Here is Plackemeier’s retelling of that eventful day.

“I get into the bathroom and I hear this young lady crying and my first thought was that she was going through a breakup. But then I hear someone loudly say, ‘Well open the door, open the door’ and then the young lady in the stall hysterically says, ‘I can’t. I don’t know what’s happening to me.’

“By then I’m washing my hands and I think it was divine intervention because something told me not to leave the bathroom.

“I saw an employee unlocking the bathroom door and the other young lady (who is the young lady’s sister) was on the phone saying, ‘We don’t know, we don’t know.’ I said ‘Excuse me, I don’t mean to interfere with your business but it appears there may be a medical emergency and I am a labor and delivery nurse and could your sister be pregnant? She might be miscarrying.’ Her sister says, ‘Well no, she doesn’t know but she thinks she may have just had a baby.’

I popped my head into the stall and told the young lady who I was and she kept crying and saying, ‘I didn’t know, I didn’t know.’ I asked her if she could stand up and she said yes and as she stood up I could see there was a baby in the toilet and that was when my medical instincts kicked in. I started giving orders saying, ‘I need towels, gloves, and call 911.’

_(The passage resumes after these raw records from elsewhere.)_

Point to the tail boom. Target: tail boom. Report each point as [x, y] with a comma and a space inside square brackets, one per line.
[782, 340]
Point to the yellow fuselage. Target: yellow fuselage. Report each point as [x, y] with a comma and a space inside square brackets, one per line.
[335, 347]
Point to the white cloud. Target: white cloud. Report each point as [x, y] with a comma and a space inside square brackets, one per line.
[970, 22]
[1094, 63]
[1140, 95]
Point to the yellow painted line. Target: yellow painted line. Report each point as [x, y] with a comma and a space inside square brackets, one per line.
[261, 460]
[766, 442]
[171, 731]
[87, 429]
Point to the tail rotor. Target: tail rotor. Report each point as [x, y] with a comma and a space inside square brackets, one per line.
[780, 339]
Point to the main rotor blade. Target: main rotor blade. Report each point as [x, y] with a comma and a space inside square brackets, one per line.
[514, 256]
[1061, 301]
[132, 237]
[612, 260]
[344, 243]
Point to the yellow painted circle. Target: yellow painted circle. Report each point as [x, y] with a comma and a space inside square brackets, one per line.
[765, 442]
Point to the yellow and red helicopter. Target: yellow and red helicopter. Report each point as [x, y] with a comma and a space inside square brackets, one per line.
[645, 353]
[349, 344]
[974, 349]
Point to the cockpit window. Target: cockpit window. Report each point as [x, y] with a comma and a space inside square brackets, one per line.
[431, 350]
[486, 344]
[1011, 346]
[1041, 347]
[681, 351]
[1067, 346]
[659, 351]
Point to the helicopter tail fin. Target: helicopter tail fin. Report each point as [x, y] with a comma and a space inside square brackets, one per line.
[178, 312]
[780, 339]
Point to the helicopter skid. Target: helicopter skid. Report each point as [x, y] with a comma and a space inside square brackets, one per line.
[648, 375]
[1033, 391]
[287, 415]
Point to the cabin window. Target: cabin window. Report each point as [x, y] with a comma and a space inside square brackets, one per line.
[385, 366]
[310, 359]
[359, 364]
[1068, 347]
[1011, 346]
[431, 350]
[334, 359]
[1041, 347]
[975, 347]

I looked at the baby and I didn’t think she was alive and then she moved her foot. I think with it being cold it had stunned her enough and thank God she was face-up. Once I saw the foot move I jumped into action, grabbed a towel, and scooped her up with one glove. I dried her off and turned her upside down and hit her in the back to clear her airway. I was talking to her and telling her to breathe for me, just breathe for me, and all of a sudden she just started crying. I then asked the young lady if she has any known medical issues and she said, ‘Well I have something with my spine and gastrointestinal issues’ and I told her not to worry because you just delivered those issues.

“When the EMTs arrived I took the baby to the ambulance and I gave it a little blow-by oxygen and kept simulating her and helped them clamp her umbilical cord. From there she was doing absolutely great.”

Plackemeier then talked to the new mom’s sister who said her sister kept saying she had to go to the bathroom and she didn’t think she was going to make it in time. Plackemeier said she almost didn’t. “I could tell the baby had been in the birth canal for a few miles and was early. I guessed she was born between 35 to 38 weeks and Palestine Regional Medical Center where they took her told me they determined her to be a 35-week baby and she weighed 5 lbs.”

The new mom who was discharged from the hospital two days later contacted Plackemeier to thank her and she has sent her pictures.

Plackemeier, who had been a labor and delivery nurse for over 20 years and is now retired, said it was a very surreal moment for her.

“After I left and got back on the road it really hit me what just happened and now I kinda have PTSD because when I stop to go somewhere to the bathroom I want to make sure everybody’s okay,” Plackemeier said jokingly.

“But I really do believe it was a miracle and God’s intervention that put me there at that time, at that place. I’m just so grateful I was there and to be of assistance to them. My concern and priority were to get the baby out and I just automatically kicked in and did what I could and I guess I was the good samaritan that day.”

Plackemeier may underestimate her importance that day but we must trust the timing of our lives because the universe always seems to deliver things at the right time.